I have always thought that investing in real estate was a great way to build wealth. It just didn’t seem possible for me because I live in New York City where housing is so expensive. When I hear about people buying houses for $100,000 or $200,000, I’m a
little very envious. That amount of money would be a down payment on a house in my neighborhood and I don’t live in Manhattan or some hip part of Brooklyn where real estate prices are even more insane.
I was content investing in index funds which I’m a big proponent of, however, as I started reading about attaining FIRE (Financial Independence Retire Early), I wanted something to accelerate my path there. This is not a investing in the stock market versus real estate debate. I am a fan of both, but investing in real estate in my opinion can accelerate your path because of a thing called leverage. Leverage, can of course be risky, but when used wisely and with a little bit of luck, I think it can be a positive.
After reading posts from a few bloggers, who also live in high cost areas, invest in real estate out-of-state, I was intrigued. Initially, I thought it was crazy and very risky to buy a property so far away, but realized that it can work if you have a good team that you trust. Also, I’m not a handy person nor do I have any experience being a landlord. Ultimately, I probably would have relied on a property manager whether I invested in my backyard or out-of-state, so having a trusted person was the most important factor in my investment.
I went through the forums on Biggerpockets and contacted the forum members there as well as bloggers who had invested in rental properties out of state to get referrals. There was one company that kept on coming up as having a sterling reputation which was something that I wanted for my first investment. I contacted them and their customer service and reviews were excellent, but I felt the return on investment in my opinion was…just okay. Investing in real estate was my opportunity to accelerate my path to FIRE, I didn’t want “just okay.” Now I didn’t want to take excessive risk either when purchasing my first rental property but I wouldn’t mind taking a smart calculated risk.

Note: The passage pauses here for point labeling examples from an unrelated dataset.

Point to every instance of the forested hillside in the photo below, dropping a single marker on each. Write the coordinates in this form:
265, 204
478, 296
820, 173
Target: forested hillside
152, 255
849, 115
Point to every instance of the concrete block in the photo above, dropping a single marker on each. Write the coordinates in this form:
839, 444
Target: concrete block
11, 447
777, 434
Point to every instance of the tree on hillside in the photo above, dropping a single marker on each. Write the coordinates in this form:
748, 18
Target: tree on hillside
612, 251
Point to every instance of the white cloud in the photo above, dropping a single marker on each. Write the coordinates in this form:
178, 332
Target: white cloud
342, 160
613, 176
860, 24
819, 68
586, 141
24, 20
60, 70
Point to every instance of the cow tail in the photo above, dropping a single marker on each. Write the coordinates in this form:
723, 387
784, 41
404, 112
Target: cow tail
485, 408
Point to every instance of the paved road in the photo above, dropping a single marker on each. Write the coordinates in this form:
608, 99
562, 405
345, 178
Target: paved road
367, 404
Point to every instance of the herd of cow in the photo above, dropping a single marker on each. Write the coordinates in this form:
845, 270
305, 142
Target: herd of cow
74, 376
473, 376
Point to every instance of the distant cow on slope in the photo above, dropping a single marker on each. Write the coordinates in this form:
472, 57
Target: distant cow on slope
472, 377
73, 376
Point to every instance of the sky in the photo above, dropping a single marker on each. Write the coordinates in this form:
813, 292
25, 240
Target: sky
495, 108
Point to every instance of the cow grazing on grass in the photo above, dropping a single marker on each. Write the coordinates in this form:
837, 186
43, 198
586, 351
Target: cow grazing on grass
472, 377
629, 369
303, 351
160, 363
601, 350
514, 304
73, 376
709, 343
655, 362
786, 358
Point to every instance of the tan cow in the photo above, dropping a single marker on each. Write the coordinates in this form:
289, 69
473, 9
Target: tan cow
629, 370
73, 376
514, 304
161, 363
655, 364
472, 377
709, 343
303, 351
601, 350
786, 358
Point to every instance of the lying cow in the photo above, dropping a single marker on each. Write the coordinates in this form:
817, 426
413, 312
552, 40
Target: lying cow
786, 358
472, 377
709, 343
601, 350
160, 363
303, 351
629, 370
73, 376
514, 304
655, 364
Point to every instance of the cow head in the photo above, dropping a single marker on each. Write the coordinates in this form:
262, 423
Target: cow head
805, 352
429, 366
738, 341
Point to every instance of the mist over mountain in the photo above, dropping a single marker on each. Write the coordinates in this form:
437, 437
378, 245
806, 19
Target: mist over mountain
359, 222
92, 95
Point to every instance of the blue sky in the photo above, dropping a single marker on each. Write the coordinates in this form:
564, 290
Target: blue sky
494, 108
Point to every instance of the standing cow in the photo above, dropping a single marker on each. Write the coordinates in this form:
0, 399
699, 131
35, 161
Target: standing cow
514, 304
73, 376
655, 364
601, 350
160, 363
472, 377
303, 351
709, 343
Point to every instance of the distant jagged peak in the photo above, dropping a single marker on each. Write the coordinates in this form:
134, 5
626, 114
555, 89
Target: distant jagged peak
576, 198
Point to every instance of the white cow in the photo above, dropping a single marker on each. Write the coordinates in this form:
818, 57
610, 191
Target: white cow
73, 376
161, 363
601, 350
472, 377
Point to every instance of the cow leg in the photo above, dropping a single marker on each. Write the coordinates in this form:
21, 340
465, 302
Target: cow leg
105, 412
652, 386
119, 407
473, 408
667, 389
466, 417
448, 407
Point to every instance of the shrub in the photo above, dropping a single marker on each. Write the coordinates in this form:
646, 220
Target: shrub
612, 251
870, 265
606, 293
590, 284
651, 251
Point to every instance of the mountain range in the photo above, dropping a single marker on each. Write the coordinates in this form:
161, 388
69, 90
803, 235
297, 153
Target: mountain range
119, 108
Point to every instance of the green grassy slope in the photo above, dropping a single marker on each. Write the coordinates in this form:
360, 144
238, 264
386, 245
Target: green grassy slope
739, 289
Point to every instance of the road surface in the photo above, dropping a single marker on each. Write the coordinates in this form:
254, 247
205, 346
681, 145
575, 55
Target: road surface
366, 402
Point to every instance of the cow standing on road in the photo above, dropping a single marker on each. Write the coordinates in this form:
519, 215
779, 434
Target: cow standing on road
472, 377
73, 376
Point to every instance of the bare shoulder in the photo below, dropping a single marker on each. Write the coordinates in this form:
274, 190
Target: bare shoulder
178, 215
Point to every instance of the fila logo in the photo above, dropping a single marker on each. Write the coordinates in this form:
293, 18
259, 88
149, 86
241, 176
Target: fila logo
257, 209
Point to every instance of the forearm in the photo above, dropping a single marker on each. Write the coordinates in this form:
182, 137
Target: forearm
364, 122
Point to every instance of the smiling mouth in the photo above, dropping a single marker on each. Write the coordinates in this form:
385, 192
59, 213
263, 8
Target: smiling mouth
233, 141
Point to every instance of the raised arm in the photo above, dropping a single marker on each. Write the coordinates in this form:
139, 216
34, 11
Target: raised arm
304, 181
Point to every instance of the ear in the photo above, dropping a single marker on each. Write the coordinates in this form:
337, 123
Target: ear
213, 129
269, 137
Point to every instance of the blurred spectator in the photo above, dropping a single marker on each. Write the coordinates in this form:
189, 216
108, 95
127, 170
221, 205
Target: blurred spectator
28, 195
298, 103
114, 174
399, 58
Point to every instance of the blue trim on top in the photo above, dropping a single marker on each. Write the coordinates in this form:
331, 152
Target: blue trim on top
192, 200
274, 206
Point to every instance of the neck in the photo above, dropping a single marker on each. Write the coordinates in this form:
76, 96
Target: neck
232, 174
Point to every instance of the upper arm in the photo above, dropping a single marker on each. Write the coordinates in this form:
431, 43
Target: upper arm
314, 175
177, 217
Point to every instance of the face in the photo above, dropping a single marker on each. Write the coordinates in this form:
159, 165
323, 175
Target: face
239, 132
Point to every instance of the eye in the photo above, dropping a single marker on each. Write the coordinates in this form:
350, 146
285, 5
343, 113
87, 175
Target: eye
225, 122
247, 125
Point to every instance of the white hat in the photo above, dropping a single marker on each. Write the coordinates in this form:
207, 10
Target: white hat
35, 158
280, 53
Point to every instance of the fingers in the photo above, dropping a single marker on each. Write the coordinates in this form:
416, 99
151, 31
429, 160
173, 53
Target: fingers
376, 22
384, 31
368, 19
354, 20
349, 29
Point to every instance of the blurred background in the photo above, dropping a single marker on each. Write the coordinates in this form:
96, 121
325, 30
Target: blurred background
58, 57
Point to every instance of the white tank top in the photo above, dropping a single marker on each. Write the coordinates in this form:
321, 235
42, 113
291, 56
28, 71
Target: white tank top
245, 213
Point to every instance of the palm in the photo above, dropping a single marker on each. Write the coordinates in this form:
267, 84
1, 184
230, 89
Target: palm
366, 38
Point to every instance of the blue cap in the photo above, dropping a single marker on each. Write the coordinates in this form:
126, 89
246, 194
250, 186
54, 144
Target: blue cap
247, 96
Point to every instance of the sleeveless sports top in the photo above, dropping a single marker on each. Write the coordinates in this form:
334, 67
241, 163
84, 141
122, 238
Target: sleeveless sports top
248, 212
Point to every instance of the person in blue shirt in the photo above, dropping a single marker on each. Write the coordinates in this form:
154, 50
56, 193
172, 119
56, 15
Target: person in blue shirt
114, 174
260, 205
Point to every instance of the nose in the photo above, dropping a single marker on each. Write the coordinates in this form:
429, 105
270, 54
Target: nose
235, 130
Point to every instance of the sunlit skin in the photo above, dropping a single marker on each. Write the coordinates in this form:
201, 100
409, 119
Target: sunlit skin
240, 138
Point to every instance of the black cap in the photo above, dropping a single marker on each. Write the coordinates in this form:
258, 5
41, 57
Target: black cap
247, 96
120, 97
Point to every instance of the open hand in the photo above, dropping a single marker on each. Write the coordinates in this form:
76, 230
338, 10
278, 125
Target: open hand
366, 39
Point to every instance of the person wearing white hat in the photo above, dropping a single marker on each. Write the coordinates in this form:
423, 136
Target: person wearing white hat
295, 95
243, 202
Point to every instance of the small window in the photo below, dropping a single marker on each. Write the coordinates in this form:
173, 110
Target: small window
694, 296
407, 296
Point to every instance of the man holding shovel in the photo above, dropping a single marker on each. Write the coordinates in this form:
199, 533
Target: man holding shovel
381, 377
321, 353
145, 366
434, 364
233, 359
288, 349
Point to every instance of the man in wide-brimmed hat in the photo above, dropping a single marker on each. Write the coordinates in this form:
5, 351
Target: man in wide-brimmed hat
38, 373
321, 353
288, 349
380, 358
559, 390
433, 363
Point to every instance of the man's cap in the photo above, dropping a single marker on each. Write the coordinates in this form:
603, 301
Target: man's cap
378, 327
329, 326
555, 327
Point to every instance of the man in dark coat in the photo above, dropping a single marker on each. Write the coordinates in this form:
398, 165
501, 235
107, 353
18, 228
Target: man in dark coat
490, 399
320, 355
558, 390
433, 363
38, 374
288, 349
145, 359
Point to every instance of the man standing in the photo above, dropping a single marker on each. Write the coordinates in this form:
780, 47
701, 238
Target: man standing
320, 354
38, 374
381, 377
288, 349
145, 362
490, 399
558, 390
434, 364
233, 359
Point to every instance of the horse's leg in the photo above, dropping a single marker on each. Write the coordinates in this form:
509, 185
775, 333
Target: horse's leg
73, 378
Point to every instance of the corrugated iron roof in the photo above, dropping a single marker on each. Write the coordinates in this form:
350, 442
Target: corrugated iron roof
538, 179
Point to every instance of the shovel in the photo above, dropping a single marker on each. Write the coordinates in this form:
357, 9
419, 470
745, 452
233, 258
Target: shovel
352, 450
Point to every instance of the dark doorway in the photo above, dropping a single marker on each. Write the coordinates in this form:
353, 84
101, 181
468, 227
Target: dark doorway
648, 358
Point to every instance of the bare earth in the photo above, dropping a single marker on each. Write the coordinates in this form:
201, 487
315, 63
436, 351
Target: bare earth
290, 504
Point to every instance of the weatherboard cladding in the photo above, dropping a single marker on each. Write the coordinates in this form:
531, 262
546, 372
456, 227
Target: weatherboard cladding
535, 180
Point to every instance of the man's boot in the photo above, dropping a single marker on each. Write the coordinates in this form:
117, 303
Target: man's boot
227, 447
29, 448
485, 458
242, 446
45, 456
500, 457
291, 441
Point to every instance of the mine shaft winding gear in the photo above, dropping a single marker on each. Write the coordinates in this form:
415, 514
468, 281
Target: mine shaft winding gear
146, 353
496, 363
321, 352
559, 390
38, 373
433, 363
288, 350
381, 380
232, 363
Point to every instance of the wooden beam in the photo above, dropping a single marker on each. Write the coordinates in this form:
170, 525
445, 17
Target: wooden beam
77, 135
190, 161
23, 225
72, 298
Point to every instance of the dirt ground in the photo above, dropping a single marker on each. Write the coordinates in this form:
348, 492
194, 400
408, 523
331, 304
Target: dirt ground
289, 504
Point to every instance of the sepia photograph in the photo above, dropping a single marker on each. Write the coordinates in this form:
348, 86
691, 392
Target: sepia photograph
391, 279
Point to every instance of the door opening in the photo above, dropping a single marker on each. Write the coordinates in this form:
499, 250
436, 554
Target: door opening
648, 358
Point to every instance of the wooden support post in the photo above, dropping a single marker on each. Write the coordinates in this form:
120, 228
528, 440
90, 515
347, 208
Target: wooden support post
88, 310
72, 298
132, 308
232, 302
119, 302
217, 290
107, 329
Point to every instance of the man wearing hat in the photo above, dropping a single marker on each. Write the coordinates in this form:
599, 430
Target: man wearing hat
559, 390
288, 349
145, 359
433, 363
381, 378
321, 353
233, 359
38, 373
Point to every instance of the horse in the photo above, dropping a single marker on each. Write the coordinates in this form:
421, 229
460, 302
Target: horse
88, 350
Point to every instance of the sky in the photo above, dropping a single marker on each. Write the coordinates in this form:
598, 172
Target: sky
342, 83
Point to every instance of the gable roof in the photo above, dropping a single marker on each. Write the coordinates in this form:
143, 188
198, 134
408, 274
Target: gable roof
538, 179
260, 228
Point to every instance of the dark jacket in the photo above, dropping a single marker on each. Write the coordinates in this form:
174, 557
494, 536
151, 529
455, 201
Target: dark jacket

After asking more people for referrals and reading the forums daily, I found a company which also seemed to have great references. They sold turnkey properties but they also had a hybrid approach. With their hybrid approach, I’d buy a distressed property, it would be renovated and then rented out. The company I worked with would act as the realtor, then the project manager and then the property manager. Money is made at the purchase and I wanted to buy low and “force appreciation” by renovating the property. It is similar to those who make money flipping houses, but rather than selling the house, I’d be renting it out. I felt that this approach was superior to buying a turnkey property where you would be paying market prices, whereas I’d have much more equity in the deal.
With my investment, I purchased a single family house in Kansas City, Missouri. I bought it at foreclosure for $60,000 and put another $11,000 for renovations. The property appraised for $83,000 and is currently being rented for $850. Hopefully, with some appreciation and principal pay down, I will do a cash-out refinance to take money out and buy more properties.
One lesson that I learned as a new real estate investor is that things don’t always go as planned. When I tell people that the rent is $850 and my mortgage payment each month is $485 with another $76 going to the property manager, they assume I’m making close to $300 each month. That has not been the case. Repairs are inevitable and while they were including in my calculations when I made the investment, there have been more repairs than expected. I also know that eventually there will be bigger expenses needed to maintain the house such as a new roof and hot water heater. There is also the possibility of a vacancy if the current tenant leaves. Obviously, these expenses have to be taken into account when you make the investment. While I’ve had more repairs that I expected, I still feel like the investment is going well. The fact that the property already appreciated $12,000 due to the renovations definitely helps.